A native of Los Angeles, LAURENCE LESSER was a top prizewinner in the 1966 Tchaikovsky Competition in Moscow and a participant in the historic Heifetz-Piatigorsky concerts and recordings.  Mr. Lesser has appeared as a soloist with the Boston Symphony Orchestra, the London Philharmonic, the Los Angeles Philharmonic, the New Japan Philharmonic, the Tokyo Philharmonic and other major orchestras.  His New York debut recital in 1969 was greeted as "triumphant" and “magical.”  His Tchaikovsky Rococo Variations in Hamburg, Die Welt stated, “could not have been more thoroughly realized than is this staggering performance.”

As a chamber musician he has participated at the Casals, Marlboro, Spoleto, Ravinia, Music@Menlo and Santa Fe festivals.  He has also been a member of juries for numerous international competitions, including chairing the Tchaikovsky Competition in Moscow in 1994, the 2002 and 2006 Grand Prix Emanuel Feuermann, the 2002 and 2018 International Paulo Cello Competition, and the Naumberg International Cello Competition.
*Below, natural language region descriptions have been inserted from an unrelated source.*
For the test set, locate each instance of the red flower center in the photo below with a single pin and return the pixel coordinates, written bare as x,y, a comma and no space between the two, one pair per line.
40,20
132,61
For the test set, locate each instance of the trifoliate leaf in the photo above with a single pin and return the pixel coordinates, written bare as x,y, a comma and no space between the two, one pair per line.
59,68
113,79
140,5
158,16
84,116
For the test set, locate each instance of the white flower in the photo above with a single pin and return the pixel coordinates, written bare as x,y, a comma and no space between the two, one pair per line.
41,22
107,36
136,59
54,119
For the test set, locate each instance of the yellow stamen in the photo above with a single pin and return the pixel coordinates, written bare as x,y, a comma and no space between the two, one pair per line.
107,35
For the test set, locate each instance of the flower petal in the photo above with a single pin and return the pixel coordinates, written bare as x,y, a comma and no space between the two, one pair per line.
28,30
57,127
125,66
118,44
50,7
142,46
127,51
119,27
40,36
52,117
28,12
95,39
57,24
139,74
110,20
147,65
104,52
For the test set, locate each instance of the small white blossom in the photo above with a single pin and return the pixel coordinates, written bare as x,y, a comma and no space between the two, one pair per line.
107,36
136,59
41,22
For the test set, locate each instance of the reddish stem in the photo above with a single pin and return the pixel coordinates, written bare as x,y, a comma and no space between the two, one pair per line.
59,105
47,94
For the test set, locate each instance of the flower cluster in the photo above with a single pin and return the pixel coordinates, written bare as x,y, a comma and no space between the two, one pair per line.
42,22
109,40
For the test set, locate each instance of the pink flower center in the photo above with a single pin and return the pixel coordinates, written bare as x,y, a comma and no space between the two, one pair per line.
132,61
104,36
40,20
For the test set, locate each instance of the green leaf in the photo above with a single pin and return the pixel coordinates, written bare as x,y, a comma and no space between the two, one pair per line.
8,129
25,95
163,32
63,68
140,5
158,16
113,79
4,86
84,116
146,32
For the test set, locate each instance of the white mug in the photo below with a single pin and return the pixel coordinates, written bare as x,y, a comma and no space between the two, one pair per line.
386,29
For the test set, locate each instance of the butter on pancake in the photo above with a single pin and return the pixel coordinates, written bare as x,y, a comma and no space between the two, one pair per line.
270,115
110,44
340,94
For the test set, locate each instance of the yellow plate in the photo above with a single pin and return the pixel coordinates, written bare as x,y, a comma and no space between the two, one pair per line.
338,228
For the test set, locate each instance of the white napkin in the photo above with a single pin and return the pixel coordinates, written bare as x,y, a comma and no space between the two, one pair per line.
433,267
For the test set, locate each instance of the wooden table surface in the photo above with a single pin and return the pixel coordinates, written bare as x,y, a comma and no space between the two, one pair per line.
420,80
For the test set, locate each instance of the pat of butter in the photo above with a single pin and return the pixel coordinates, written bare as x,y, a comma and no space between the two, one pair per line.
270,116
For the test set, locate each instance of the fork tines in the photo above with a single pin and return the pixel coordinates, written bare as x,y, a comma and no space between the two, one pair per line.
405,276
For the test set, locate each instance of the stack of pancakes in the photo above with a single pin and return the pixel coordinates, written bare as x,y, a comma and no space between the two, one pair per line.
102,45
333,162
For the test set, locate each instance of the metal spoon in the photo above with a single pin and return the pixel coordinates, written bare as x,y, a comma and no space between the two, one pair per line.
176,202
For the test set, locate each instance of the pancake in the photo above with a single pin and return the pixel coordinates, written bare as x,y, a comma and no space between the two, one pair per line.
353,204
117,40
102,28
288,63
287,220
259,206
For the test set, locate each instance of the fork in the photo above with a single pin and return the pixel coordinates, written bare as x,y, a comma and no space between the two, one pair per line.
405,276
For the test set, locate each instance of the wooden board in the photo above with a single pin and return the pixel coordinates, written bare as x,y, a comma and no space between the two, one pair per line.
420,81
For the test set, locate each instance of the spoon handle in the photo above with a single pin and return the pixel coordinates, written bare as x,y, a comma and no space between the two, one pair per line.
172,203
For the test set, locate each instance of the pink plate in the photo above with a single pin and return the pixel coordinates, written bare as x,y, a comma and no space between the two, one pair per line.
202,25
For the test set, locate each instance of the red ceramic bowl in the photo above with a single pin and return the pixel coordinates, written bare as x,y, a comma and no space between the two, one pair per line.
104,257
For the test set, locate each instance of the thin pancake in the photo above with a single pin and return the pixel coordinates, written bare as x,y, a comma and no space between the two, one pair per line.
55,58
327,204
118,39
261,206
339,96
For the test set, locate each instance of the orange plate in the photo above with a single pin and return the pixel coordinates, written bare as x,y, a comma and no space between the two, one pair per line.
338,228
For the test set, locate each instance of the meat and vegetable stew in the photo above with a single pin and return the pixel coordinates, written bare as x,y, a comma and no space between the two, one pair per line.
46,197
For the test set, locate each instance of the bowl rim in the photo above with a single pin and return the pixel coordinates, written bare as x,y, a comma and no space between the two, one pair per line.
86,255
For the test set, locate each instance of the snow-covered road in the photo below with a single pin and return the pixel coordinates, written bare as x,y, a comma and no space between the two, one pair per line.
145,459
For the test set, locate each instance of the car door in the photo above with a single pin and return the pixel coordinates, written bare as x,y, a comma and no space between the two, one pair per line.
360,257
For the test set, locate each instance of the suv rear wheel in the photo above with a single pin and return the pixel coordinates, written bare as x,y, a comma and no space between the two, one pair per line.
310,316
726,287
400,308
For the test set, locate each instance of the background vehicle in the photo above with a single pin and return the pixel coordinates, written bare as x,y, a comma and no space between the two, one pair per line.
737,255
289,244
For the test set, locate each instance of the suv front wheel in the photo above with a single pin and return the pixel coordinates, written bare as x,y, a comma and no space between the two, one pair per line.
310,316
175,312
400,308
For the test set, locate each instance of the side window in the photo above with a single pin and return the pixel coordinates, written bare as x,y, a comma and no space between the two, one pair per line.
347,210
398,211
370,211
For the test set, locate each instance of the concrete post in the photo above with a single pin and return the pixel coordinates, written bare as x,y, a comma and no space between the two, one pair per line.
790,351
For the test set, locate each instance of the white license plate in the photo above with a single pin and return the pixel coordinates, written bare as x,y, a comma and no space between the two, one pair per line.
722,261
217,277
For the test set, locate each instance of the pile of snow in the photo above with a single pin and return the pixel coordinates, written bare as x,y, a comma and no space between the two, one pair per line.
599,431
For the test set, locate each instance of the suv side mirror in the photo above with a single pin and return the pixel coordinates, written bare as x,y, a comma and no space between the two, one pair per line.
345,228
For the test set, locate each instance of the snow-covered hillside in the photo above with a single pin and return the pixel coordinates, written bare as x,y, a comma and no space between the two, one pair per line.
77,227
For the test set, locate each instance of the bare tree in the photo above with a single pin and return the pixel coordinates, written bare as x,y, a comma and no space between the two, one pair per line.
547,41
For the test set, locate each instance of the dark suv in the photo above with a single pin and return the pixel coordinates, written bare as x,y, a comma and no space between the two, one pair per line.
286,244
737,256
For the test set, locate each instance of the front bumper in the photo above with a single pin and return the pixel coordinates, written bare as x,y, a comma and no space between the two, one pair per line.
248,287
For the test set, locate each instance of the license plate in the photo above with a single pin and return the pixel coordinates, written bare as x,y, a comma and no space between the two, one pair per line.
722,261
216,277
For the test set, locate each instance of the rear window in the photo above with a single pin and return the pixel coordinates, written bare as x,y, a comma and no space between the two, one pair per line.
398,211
A 1961 graduate of Harvard College, where he studied mathematics, LESSER went to Köln, Germany the following year to work with Gaspar Cassadó. Just before, he played at the Zermatt master classes for Pablo Casals, who declared, “Thank God who has given you such a great talent!”  He won first prize at the Cassadó Competition in Siena, Italy in 1962. When he returned to Los Angeles, he studied with Gregor Piatigorsky and soon became his teaching assistant and regular faculty member at the University of Southern California.  

During the remainder of the 60's he was a frequent contributor to the artistic life of Los Angeles.  Notably, his 1965 performance of the Schoenberg Cello Concerto to inaugurate the Bing Auditorium at the Los Angeles County Museum of Art was its first hearing with orchestra after Emanuel Feuermann introduced the work in the late 1930’s.  He recorded it the following year for Columbia Masterworks.  He left Los Angeles in 1970 to become Professor of Cello at Baltimore's Peabody Institute.

LESSER was invited in 1974 by Gunther Schuller, the then President of New England Conservatory, to head NEC’s cello department.  In 1983 he was named the school’s President, a position from which he retired in 1996 to return to performing and teaching.  A high point of his tenure as President was the complete restoration of the 1000-seat Jordan Hall, one of the world's greatest acoustical spaces.  

Teaching has always been an important part of LESSER’s artistic activity.  His former students, numbering in the hundreds, are soloists, orchestra section leaders and members, chamber musicians and teachers, active throughout the USA and in many other countries around the world. He taught summer courses regularly at the Banff Centre from 1998 to 2004 and continues at Orford Music in Quebec annually since 2001. He has also performed at taught at Verbier and in 2020 will participate at both the Perlman Music Program Chamber Music Workshop and the Heifetz Institute of Music.

In September, 2005 LESSER was named “Chevalier du Violoncelle” by the Eva Janzer Memorial Cello Center at Indiana University.

LESSER’s previous recordings include the complete Beethoven with pianist HaeSun Paik on Bridge Records.  Other labels include RCA, Columbia, Melodiya and CRI.